The venture is still in the struggling start-up phase, and those unpaid freelancers -- many are journalists who Layne and Hornberger have run across during their travels and personal friends -- are contributing with promises of decent pay coming their way when and if Tabloid becomes a financial success. The duo is hunting for investors, but hasn't attracted any yet.
Hornberger says most of his writers are traditional journalists with "day jobs" who write for Tabloid on the side and who enjoy the opportunity to write "in our loud, brash style." One Tabloid correspondent who lives in Hawaii also writes for such varied paying clients as bridal magazines and the Christian Science Monitor.
Each day, the site publishes a lead piece and several shorter briefs. Typically, the news for the site is rewritten from other sources. The editors like to present news from around the world, not just the U.S., and many stories and columns are rewritten from the Agence France-Presse (AFP) wire service. (Tabloid apparently is the first Internet-only subscriber to the AFP wire.) The editors also comb the Web looking for news tidbits that can be rewritten in the Tabloid style.
Hornberger and Layne do much of the rewriting and editing, and the scattered correspondents sometimes are asked to re-report and re-write stories that originated from another source. Hornberger envisions more original reporting as the service grows and has the money to pay writers. There probably won't be a staff of paid writers, but rather a network of freelancers who know that Tabloid wants to buy their work.
Tabloid's founders are trying to carve out a new niche of journalism. Hornberger says that despite the name, Tabloid is not about "National Enquirer" style journalism; "it's an interesting attempt to reclaim the term 'tabloid' from the celebrity chasers and miracle diet crowd," he says. He acknowledges the "negative" connotations that the word "tabloid" has, but says that's also useful in attracting interest from a news-hungry public.
Tabloid style topics
Recent topics on the site have (predictably) included the White House scandal, which Tabloid has dubbed "Monicagate." (In a letter to the editor, one astute observer suggested an even better name: "Fornigate.") Bill Clinton has been bashed plenty in the traditional press, but Tabloid's writers step it up even further. (Nevertheless, Hornberger professes that the site has no particular political agenda; players on all sides are fair game for Tabloid writers' barbs.)
Another recent story played up in Tabloid was about the Irish Republican Army killing an ice cream shop owner who was shutting down his business for the day. Tabloid's headline screamed, "Thugs Gun Down the Ice Cream Man!" The story itself was factual and took the event seriously.
Another example: "Gorilla Massacre!" -- about a group of gorillas (not guerrillas) who got caught in the middle of a military confrontation in the jungles of Zaire and were slaughtered by soldiers.
The idea, of course, is to attract readers to become regulars of the site in big enough numbers to attract serious advertising -- which is the primary source of revenue for Tabloid. The founders have been using the ad network FlyCast to place advertising on Tabloid, but those typically are at bargain-basement rates. Hornberger says the site is "a couple hundred thousand" page views a month away from the "magic" million mark -- which will make them attractive to an agency like DoubleClick, and result in serious ad revenues to support growth, he believes.

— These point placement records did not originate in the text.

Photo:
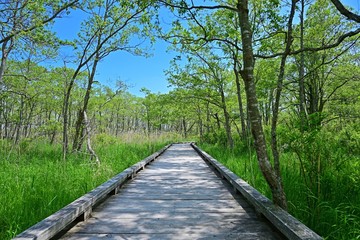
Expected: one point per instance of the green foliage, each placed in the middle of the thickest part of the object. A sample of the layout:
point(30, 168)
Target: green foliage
point(325, 199)
point(35, 182)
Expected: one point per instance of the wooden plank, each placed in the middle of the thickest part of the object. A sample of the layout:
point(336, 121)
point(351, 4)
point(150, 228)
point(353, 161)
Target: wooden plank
point(80, 208)
point(182, 236)
point(283, 221)
point(173, 215)
point(177, 226)
point(177, 197)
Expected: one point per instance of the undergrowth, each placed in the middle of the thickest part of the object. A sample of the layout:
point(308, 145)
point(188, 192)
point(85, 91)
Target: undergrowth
point(36, 182)
point(333, 211)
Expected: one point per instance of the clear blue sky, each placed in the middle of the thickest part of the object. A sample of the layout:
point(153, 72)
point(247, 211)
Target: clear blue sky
point(136, 71)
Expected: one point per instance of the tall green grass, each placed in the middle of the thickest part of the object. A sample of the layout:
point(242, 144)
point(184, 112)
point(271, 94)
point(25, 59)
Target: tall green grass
point(333, 214)
point(35, 182)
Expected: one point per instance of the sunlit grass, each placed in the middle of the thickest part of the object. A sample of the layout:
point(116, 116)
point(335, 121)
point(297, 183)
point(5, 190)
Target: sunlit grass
point(334, 214)
point(36, 182)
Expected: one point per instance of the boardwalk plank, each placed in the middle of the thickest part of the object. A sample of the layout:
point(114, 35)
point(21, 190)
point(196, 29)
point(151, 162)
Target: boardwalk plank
point(176, 197)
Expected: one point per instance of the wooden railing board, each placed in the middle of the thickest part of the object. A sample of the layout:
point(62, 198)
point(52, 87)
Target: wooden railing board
point(81, 207)
point(291, 227)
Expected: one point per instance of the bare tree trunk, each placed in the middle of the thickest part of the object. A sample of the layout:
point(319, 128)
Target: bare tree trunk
point(77, 143)
point(227, 123)
point(88, 142)
point(238, 92)
point(302, 71)
point(247, 74)
point(281, 76)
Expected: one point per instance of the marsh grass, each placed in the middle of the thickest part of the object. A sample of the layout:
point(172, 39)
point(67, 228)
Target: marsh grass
point(334, 213)
point(35, 182)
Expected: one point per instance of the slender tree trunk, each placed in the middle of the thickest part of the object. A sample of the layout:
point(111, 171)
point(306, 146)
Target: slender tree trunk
point(79, 129)
point(238, 92)
point(227, 123)
point(302, 71)
point(247, 74)
point(88, 142)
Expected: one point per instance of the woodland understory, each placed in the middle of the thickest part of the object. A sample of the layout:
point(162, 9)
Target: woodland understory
point(269, 88)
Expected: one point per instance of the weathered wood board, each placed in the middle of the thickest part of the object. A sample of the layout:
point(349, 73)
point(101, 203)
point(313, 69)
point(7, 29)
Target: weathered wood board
point(176, 197)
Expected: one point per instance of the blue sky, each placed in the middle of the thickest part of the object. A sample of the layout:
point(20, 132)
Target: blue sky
point(136, 71)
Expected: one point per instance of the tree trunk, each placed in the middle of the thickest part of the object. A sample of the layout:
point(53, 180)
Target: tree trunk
point(229, 138)
point(238, 92)
point(279, 88)
point(247, 74)
point(302, 113)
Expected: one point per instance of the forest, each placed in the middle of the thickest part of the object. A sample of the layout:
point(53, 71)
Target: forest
point(269, 88)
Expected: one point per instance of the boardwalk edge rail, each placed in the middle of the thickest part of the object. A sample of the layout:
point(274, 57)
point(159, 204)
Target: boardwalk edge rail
point(81, 208)
point(288, 225)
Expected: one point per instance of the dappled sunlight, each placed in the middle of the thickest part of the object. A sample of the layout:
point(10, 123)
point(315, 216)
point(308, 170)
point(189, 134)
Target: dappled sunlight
point(176, 197)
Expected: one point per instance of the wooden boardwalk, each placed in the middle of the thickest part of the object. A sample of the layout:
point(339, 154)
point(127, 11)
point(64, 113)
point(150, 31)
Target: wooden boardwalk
point(178, 196)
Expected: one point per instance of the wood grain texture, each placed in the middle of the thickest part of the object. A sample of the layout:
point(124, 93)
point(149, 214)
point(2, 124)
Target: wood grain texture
point(177, 196)
point(282, 220)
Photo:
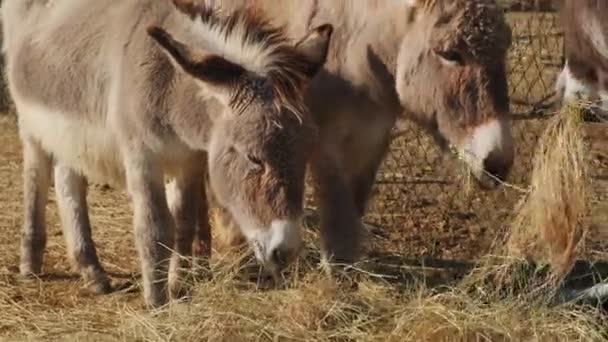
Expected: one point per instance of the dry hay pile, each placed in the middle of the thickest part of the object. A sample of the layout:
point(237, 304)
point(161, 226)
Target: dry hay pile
point(547, 227)
point(311, 308)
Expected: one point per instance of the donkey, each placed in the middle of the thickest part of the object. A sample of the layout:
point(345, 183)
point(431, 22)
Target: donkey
point(585, 72)
point(440, 63)
point(130, 92)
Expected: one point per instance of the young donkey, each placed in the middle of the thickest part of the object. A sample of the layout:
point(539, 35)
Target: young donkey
point(438, 62)
point(105, 93)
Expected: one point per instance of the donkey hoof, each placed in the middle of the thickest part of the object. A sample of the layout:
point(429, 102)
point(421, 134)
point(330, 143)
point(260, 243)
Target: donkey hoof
point(179, 291)
point(100, 287)
point(29, 271)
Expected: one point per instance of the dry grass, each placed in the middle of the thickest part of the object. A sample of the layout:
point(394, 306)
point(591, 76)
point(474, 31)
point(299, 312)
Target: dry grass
point(311, 308)
point(547, 226)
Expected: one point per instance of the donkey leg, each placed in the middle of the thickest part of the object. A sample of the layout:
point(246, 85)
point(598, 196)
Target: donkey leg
point(36, 182)
point(184, 197)
point(71, 192)
point(363, 179)
point(201, 245)
point(340, 223)
point(153, 225)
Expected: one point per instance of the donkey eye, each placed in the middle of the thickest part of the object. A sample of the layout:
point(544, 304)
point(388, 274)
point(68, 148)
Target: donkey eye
point(451, 56)
point(255, 162)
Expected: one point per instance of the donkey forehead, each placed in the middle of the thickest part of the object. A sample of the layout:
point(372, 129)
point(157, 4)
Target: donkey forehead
point(478, 27)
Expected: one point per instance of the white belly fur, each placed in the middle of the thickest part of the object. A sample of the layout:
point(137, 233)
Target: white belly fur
point(89, 149)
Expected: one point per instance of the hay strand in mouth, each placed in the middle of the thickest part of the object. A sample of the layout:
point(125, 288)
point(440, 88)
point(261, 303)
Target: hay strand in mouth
point(547, 227)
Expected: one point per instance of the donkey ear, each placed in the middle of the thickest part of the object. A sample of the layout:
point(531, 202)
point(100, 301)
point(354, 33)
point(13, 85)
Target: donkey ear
point(202, 65)
point(315, 47)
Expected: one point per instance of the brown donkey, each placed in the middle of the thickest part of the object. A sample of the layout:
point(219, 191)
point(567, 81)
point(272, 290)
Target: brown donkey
point(440, 63)
point(585, 73)
point(131, 92)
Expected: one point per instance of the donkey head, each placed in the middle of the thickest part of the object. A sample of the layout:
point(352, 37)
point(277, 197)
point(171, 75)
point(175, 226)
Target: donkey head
point(451, 78)
point(262, 136)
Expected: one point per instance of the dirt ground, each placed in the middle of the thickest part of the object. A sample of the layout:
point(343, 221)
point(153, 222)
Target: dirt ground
point(422, 205)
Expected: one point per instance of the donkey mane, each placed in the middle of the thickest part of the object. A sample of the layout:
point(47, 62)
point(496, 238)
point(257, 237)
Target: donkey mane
point(247, 38)
point(480, 28)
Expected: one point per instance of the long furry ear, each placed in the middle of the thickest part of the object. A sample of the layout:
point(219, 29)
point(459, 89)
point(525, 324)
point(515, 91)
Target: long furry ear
point(315, 47)
point(191, 8)
point(206, 67)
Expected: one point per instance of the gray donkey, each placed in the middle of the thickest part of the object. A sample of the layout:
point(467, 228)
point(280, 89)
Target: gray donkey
point(130, 92)
point(440, 63)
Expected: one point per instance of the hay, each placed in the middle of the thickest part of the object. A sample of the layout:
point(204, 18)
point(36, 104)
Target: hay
point(547, 227)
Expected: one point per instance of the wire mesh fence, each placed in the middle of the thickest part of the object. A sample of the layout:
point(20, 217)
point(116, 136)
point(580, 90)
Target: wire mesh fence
point(422, 201)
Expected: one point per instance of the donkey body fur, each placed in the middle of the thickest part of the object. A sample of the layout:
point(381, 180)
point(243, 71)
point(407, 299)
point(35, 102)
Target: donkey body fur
point(131, 93)
point(440, 63)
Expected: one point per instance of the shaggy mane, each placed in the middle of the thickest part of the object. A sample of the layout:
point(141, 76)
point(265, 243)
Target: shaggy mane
point(247, 38)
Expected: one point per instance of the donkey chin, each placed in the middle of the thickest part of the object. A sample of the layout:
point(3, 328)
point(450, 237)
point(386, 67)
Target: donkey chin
point(276, 246)
point(489, 153)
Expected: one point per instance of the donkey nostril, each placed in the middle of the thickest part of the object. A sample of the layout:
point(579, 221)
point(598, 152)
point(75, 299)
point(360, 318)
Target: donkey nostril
point(496, 167)
point(279, 257)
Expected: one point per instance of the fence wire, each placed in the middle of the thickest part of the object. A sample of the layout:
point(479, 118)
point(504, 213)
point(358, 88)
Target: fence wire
point(423, 203)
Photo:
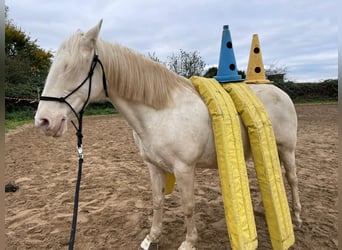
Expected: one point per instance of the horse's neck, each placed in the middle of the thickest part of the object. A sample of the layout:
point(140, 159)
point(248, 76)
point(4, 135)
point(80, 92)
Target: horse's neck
point(135, 114)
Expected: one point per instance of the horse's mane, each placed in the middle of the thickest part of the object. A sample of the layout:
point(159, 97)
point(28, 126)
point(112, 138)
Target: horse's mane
point(138, 78)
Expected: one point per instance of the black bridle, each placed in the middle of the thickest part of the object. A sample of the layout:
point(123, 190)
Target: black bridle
point(79, 134)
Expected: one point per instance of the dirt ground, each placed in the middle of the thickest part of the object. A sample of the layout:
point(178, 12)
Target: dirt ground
point(115, 208)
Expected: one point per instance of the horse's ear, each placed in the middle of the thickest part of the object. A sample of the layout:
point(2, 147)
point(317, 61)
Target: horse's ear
point(91, 36)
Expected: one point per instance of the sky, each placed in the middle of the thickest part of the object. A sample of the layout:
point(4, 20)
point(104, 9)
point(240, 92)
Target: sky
point(300, 36)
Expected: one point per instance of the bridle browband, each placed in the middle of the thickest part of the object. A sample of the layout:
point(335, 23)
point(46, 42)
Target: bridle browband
point(89, 77)
point(79, 134)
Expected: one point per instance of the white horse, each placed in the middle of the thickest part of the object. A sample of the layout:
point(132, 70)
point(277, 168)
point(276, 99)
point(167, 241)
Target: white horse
point(171, 124)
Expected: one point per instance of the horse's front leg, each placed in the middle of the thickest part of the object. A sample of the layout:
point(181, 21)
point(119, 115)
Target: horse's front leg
point(158, 185)
point(185, 176)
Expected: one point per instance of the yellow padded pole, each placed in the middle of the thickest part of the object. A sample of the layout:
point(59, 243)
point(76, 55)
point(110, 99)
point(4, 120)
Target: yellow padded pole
point(231, 164)
point(265, 156)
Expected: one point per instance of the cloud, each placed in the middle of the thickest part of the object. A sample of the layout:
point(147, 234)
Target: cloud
point(290, 33)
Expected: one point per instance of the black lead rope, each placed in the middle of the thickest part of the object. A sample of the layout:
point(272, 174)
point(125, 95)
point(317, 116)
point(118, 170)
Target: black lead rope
point(78, 182)
point(79, 135)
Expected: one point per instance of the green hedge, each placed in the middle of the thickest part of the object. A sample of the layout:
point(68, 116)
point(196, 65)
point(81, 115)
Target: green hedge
point(324, 91)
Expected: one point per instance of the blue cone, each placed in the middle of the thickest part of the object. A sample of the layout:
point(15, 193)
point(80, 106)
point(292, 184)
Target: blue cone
point(227, 70)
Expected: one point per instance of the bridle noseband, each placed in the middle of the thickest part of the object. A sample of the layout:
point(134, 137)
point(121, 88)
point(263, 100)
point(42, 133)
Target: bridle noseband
point(89, 77)
point(79, 134)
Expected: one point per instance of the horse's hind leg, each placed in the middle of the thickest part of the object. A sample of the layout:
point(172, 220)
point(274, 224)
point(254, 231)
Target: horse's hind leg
point(185, 176)
point(158, 185)
point(287, 157)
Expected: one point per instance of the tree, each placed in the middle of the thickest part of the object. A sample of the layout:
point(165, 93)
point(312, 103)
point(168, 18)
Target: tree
point(26, 64)
point(186, 64)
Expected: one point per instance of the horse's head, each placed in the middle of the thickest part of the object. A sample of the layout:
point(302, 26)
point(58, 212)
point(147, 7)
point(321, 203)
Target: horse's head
point(69, 78)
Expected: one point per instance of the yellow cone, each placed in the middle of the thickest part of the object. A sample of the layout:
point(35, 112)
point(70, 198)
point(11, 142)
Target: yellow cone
point(255, 69)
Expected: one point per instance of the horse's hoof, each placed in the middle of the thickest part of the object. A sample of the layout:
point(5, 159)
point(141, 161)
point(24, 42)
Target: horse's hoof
point(153, 246)
point(148, 245)
point(187, 246)
point(298, 222)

(The owners also have longer range plans to develop other journalistic Internet properties, such as a travel journalism Web site. Hornberger and Layne also produce the news segment of an Internet radio show that's Webcast and broadcast on some AM stations in the U.S.)
Hornberger would like to take away some readers of traditional media as Tabloid grows, and as the Internet grows more into mass-market proportions. But he also thinks that Tabloid's style -- which in some ways harks back to the "old days" when newspapers like the Herald-Examiner in Los Angeles reveled in sensational headlines as the means to outdo the competition -- will attract news consumers who have abandoned newspapers because they are too boring and TV news because it's so shallow and crime- and celebrity-ridden. Hornberger aims to do in-your-face journalism that entertaining but isn't "dumbed down."
Is there space for this vision of a different kind of journalism? On the Internet, there's space for everyone. Tabloid, Matt Drudge, ABC, the New York Times. ... The next few years of Internet-induced innovation in the journalism world will be fascinating to watch.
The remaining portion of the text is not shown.